Open MarcoGorelli opened 1 month ago
I'm a fan of Ibis and use it regularly, mainly together with https://github.com/binste/dbt-ibis and I find it exciting to see that you're looking at it as a potential layer around duckdb.
However, given that one of the benefits of narwhals is a low overhead, I just wanted to note that all the type validation and abstractions in Ibis do add overhead which can add up. It might not be noticeable when working interactively with larger amounts of data but I had use cases in web applications where I had to rewrite code back from Ibis to pure Duckdb or Pandas due to this.
Here's a quick example, loosely based on this DuckDB-Ibis example.
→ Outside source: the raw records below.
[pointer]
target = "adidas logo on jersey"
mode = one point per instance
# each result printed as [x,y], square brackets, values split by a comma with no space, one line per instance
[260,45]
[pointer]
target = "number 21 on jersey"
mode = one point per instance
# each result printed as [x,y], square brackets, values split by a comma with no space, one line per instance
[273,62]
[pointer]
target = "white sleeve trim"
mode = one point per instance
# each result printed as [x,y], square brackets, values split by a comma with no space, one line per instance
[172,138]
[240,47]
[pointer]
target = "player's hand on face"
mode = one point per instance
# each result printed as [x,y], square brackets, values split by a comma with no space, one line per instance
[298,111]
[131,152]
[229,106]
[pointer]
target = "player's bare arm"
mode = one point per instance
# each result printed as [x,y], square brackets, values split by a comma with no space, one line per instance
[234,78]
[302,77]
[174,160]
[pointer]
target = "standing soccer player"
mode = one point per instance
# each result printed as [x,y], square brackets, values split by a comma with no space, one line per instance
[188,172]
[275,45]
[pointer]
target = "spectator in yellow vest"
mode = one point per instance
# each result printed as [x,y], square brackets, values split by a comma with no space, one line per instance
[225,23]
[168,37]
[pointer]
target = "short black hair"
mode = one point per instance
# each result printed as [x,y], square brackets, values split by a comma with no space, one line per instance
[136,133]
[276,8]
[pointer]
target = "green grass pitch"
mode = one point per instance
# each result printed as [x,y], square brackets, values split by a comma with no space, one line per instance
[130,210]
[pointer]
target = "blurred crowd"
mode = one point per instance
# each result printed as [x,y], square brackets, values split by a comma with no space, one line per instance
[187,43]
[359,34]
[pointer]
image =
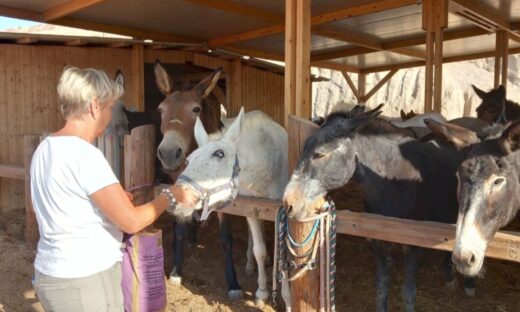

Ibis 9.1, duckdb 1.0.
import ibis
# Create some example database
con = ibis.connect("duckdb://penguins.ddb")
con.create_table(
"penguins", ibis.examples.penguins.fetch().to_pyarrow(), overwrite = True
)
%%timeit
# reconnect to the persisted database (dropping temp tables)
con = ibis.connect("duckdb://penguins.ddb")
penguins = con.table("penguins")
penguins = (
penguins.filter((penguins.species == "Gentoo") & (penguins.body_mass_g > 6000))
.mutate(bill_length_cm=penguins.bill_length_mm / 10)
.select(
"species",
"island",
"bill_depth_mm",
"flipper_length_mm",
"body_mass_g",
"sex",
"year",
"bill_length_cm",
)
)
penguins_arrow = penguins.to_pyarrow()
19.1 ms ± 482 μs per loop (mean ± std. dev. of 7 runs, 100 loops each)
Same in pure duckdb:
%%timeit
con = duckdb.connect("penguins.ddb")
penguins = con.table("penguins")
penguins = (
penguins.filter(
(ColumnExpression("species") == ConstantExpression("Gentoo"))
& (ColumnExpression("body_mass_g") > ConstantExpression(6000))
)
.project(
*[ColumnExpression(name) for name in penguins.columns],
(ColumnExpression("bill_length_mm") / ConstantExpression(10)).alias(
"bill_length_cm"
)
)
.select(
"species",
"island",
"bill_depth_mm",
"flipper_length_mm",
"body_mass_g",
"sex",
"year",
"bill_length_cm",
)
)
penguins_arrow = penguins.arrow()
1.5 ms ± 9.11 μs per loop (mean ± std. dev. of 7 runs, 1,000 loops each)
I had examples with many more steps and wider tables where the difference was > 100ms. For wide tables, there will be some improvements in Ibis 9.2, see https://github.com/ibis-project/ibis/issues/9111, but some overhead might just be inherent.
Just thought you might appreciate the note that it's worth benchmarking first what you want to achieve in case you did not yet have it on your list already anyway :)
Hope you don't mind me commenting here, this issue was linked in our issue tracker.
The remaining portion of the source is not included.